Kerri McLean still bears the scars of the historic sexual abuse she suffered as a child at the hands of former police officer, Gordon Raeper.
It has partly shaped the tough and resilient woman she’s become – like a flower forced to grow through the cracks of concrete before it can flourish.
Raeper, 68, was brought to justice and jailed for more than three years in 2022.
Upon his release from prison, Kerri has chosen to share her story in the hope of encouraging other victims of historic sexual abuse to come forward and report what happened to them.
Kerri, now 35 and a mum, bravely recounts her journey from a terrified eight-year-old girl to a determined young woman who stood up to her abuser and won her life back.
‘I feel like I’m serving a life sentence for this’
It is almost exactly two years to the day that an emotional Kerri McLean stood outside Aberdeen Sheriff Court having just watched her childhood abuser being led away in handcuffs to begin his prison sentence.
For a young woman who has battled alcoholism, night terrors and crippling self-doubt as a result of what Raeper did, that day was vindication and it was written on her face.
“He had punished me for many, many years – even afterwards,” she said. “I was being punished all that time.
“It’s only fair that he is punished. But it’s nothing like the punishment I had to go through. Mine is for life.”
Kerri makes no secret of her reaction to finding out Raeper would be set free having only served half his sentence.
“I was angry when I was told,” she said, “I feel like I’m serving a life sentence for this.”
During a harrowing court case, it was stated that, as a child, Kerri was forced to witness a series of depraved sex acts carried out by Raeper.
On other occasions, the serving police officer ordered her to attach chains to his wrists and ankles and place a ball-gag in his mouth.
Aberdeen child sex abuse victim: ‘I went to a very, very dark place’
In the intervening years between the abuse and Raeper’s arrest, Kerri blamed herself for what happened.
Sadly, this is an all-too-common feature in abuse cases involving children, where the adult perpetrator not only abuses the child’s body but also warps their concept of right and wrong.
Kerri struggled to make sense of the confusing new world she now found herself in, which lasted right through until adulthood.
“I went to a very, very dark place,” she said. “I really didn’t want to be here. I felt angry, but I also felt like I couldn’t talk because I felt disgusting.
“I felt like what I’d done was wrong. That I was in the wrong about what had happened.
“It took a lot for my husband and family to keep me on the straight and narrow.
“It got to the point where enough was enough. I wasn’t sleeping. I was thinking about drinking again.”
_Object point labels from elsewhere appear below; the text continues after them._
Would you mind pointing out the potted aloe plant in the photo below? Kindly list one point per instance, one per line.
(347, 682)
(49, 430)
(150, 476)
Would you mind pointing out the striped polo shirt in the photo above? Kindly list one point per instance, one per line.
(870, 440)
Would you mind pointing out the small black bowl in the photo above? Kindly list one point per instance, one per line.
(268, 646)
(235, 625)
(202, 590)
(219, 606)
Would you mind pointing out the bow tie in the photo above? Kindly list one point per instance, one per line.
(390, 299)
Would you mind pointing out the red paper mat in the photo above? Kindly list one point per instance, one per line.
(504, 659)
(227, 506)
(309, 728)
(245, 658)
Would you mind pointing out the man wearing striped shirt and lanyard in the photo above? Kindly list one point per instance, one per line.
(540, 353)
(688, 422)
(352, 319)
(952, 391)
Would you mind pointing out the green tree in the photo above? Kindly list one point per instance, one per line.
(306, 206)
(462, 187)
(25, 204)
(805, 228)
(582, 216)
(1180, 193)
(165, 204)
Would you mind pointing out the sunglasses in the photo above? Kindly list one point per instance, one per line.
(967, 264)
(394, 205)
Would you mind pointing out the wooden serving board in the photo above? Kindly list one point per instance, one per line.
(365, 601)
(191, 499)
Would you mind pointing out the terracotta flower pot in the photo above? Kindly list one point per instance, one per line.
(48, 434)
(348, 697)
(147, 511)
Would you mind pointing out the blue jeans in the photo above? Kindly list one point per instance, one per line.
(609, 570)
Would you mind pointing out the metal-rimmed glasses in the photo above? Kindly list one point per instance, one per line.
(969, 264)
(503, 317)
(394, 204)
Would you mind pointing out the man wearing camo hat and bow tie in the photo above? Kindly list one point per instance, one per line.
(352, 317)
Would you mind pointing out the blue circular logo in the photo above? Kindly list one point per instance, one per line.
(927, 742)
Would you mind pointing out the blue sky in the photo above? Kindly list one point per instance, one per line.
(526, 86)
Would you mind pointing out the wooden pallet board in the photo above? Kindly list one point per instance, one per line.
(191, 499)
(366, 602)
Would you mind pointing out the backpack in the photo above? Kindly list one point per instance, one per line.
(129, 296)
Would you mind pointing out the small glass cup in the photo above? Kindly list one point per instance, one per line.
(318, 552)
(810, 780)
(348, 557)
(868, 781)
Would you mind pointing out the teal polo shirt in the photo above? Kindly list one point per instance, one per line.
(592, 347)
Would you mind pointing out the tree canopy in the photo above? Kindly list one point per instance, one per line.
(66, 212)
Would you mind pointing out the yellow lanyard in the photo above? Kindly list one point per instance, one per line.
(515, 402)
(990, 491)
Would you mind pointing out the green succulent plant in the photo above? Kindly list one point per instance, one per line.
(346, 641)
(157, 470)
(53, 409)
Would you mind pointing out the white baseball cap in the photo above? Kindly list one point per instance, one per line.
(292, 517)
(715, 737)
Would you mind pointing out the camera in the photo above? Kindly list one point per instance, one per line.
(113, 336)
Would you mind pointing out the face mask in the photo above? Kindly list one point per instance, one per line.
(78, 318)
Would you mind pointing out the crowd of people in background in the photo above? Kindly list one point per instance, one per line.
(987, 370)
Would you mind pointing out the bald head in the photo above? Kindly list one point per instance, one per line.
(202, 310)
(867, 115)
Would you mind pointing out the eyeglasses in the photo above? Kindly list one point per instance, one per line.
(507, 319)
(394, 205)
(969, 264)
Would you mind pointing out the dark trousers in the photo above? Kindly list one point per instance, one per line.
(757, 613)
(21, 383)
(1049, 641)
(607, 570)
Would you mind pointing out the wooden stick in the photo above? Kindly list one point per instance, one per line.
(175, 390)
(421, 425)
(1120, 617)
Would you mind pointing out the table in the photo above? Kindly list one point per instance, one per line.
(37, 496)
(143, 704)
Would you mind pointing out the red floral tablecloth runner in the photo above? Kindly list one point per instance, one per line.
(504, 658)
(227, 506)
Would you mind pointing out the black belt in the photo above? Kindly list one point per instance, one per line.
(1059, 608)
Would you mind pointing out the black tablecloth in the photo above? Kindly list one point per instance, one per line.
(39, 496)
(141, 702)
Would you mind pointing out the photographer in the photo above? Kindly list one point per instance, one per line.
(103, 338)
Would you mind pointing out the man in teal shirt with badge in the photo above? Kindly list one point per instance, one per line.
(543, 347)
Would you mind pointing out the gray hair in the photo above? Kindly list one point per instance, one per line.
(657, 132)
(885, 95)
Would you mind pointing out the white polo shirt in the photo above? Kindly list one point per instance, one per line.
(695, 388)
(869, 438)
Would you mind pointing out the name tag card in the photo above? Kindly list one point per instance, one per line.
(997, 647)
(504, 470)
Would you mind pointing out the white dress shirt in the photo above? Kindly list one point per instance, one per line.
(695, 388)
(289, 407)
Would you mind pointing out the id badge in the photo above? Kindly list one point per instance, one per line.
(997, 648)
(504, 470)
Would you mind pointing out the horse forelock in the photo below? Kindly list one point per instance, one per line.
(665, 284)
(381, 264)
‘What if no one believes me?’
Over a full weekend in 2018, Kerri sat and wrote down everything that Raeper had done and presented it to her family.
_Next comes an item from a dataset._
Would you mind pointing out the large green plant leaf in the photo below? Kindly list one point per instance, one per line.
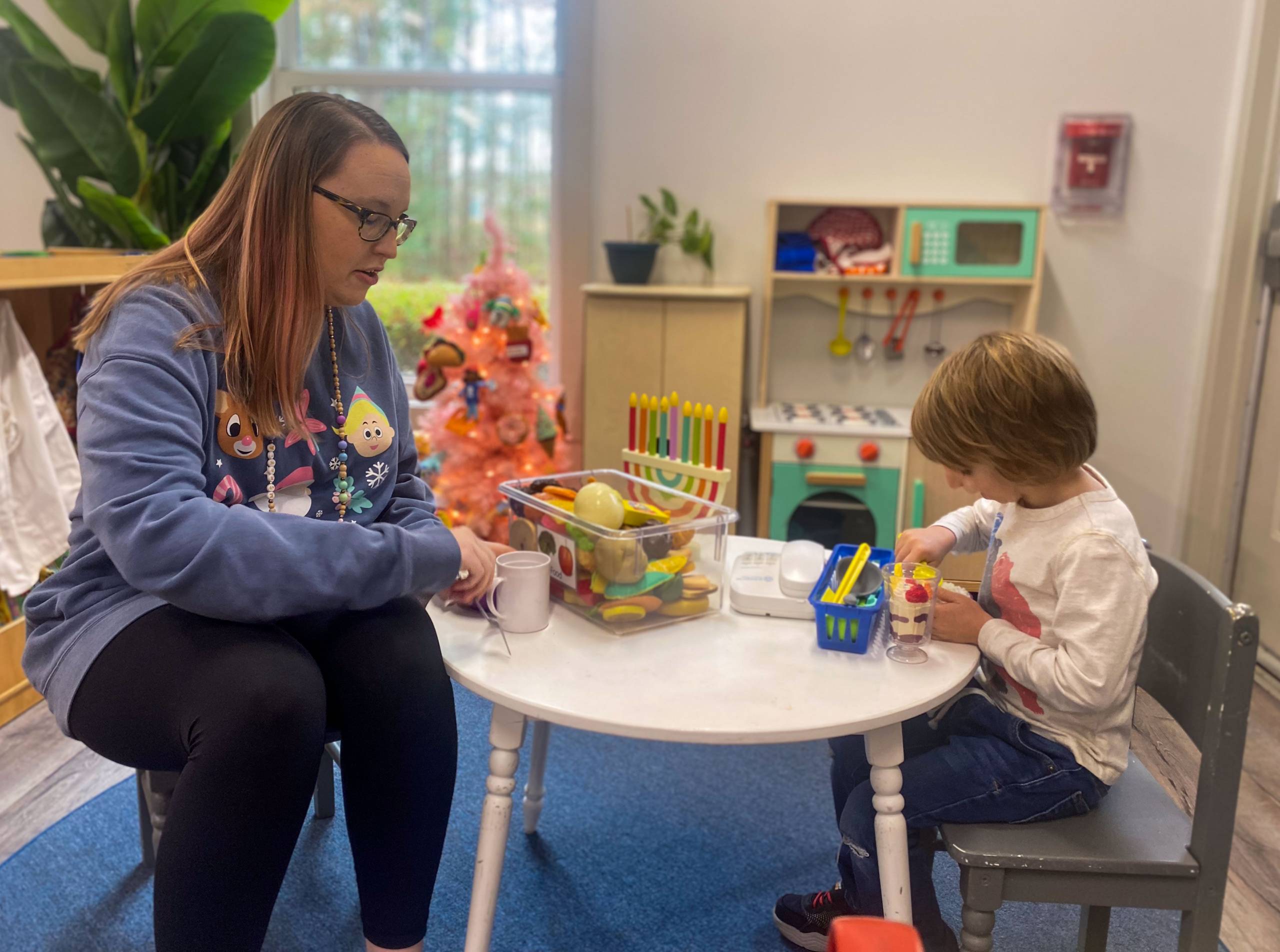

Following that conversation, she went straight home and called the police to report historic child sex crimes carried out by one of their own.
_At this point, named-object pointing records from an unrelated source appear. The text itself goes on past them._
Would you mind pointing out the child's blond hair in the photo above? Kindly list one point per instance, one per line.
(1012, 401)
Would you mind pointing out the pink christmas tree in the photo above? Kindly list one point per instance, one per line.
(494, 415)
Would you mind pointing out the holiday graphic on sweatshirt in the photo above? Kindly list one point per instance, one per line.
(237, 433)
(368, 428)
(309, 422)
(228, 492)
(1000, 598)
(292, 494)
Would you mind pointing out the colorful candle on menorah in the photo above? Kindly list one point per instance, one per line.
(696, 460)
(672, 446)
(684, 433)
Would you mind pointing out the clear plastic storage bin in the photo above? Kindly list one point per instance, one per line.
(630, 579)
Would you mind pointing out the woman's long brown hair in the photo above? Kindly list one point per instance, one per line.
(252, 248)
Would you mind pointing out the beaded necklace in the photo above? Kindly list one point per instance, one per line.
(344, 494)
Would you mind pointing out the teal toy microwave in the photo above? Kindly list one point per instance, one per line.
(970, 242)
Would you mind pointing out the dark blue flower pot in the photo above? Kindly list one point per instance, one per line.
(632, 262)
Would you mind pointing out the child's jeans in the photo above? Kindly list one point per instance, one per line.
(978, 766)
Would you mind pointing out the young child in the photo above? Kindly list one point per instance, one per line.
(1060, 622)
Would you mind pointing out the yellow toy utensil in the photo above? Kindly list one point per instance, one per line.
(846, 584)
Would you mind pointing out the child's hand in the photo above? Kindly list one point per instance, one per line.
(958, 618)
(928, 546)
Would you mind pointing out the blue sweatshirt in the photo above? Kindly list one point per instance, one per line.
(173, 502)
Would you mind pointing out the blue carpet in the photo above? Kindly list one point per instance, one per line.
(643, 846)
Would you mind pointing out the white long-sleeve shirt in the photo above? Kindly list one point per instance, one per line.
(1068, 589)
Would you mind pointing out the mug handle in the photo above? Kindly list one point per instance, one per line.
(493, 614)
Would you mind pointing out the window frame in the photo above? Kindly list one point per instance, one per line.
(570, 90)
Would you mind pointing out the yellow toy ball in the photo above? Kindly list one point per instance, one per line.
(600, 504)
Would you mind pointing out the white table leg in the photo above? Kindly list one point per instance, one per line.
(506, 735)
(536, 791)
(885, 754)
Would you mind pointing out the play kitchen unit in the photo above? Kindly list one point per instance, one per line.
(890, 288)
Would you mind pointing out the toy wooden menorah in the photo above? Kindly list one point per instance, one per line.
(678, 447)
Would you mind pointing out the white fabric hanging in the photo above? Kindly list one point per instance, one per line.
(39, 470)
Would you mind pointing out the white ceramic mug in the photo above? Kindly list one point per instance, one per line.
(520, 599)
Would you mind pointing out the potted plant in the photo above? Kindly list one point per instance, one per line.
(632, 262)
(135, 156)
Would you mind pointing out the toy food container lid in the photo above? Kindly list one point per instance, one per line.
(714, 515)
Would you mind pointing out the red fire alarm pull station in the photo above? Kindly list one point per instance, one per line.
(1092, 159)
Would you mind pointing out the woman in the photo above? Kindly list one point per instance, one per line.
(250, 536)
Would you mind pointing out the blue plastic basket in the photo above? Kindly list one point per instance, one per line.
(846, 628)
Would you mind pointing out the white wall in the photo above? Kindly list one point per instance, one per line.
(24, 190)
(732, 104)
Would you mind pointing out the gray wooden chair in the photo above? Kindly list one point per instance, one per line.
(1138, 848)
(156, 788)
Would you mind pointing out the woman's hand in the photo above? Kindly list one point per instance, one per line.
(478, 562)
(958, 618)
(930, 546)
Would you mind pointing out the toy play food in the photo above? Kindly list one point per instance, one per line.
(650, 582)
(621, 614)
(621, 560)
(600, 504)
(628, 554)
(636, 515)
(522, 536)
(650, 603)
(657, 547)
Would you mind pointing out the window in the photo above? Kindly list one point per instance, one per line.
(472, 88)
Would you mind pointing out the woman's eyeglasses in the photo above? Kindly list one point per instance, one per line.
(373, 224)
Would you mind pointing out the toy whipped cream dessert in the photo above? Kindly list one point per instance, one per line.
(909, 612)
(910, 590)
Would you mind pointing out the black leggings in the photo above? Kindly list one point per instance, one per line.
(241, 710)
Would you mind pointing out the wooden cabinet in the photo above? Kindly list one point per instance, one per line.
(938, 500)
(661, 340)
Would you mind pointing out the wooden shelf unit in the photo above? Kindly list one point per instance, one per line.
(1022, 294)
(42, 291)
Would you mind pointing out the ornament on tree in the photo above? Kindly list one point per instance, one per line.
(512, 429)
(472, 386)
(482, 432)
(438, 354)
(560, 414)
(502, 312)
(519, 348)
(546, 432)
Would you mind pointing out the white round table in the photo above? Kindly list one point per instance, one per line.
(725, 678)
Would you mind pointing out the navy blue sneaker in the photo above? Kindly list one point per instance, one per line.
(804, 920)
“I realised I was not in the wrong, that what he did was wrong,” Kerri said. “I was not willing to live my life thinking the other way anymore.”
A subsequent police investigation unearthed other victims.
And, as the case was taken to trial, Kerri said her biggest fear was that, as a former police officer, the jury would take Raeper’s word over hers about what had happened.
“That was the hardest battle I had,” she said. “I felt like I had to continuously convince people. That was my biggest worry at the trial, what if no one believes me?
“It felt like I had to prove myself and I had to prove those events word-for-word every time.
“But my siblings believed me from the get-go and I wouldn’t have managed it without them.
“I thought it would be a hard thing to prove, it had been drilled into me that he was a police officer and no one would believe me.”
Police officer ‘abused his profession’
However, following a week-long trial, the jury took less than two hours to find Raeper guilty of a series of sex offences against females.
The sheriff at the trial, Ian Wallace, told Raeper he had sought to abuse his standing within the community as a police officer “to ensure the silence of his victims”.
Outside court, Kerri wept as she described him as a “corrupt police officer” who had “abused his profession”.
Following the outcome of the trial and everything that led up to it, Kerri says she has “managed to deal with life way better” than she did before.
“Since the court case and getting all this off my chest, and making the world know what he is and what he’s done, it has helped me mentally to get it off my chest. To know it isn’t my fault,” she said.
“Although I still live with my challenges over what’s happened, it’s not controlling me as much as it did before I reported him and getting it out there – it’s changed in my mind.”
When asked why she has chosen to come forward and tell her story now, Kerri said her main goal is to let other victims know that reporting their abuser to police “does help you mentally”.
She added: “I want to tell them not to shut down and to get the help they need and report – you are not in the wrong.
“Although you’ll go through the hardest and scariest part of your life, it is worth it to see your offender brought to justice.”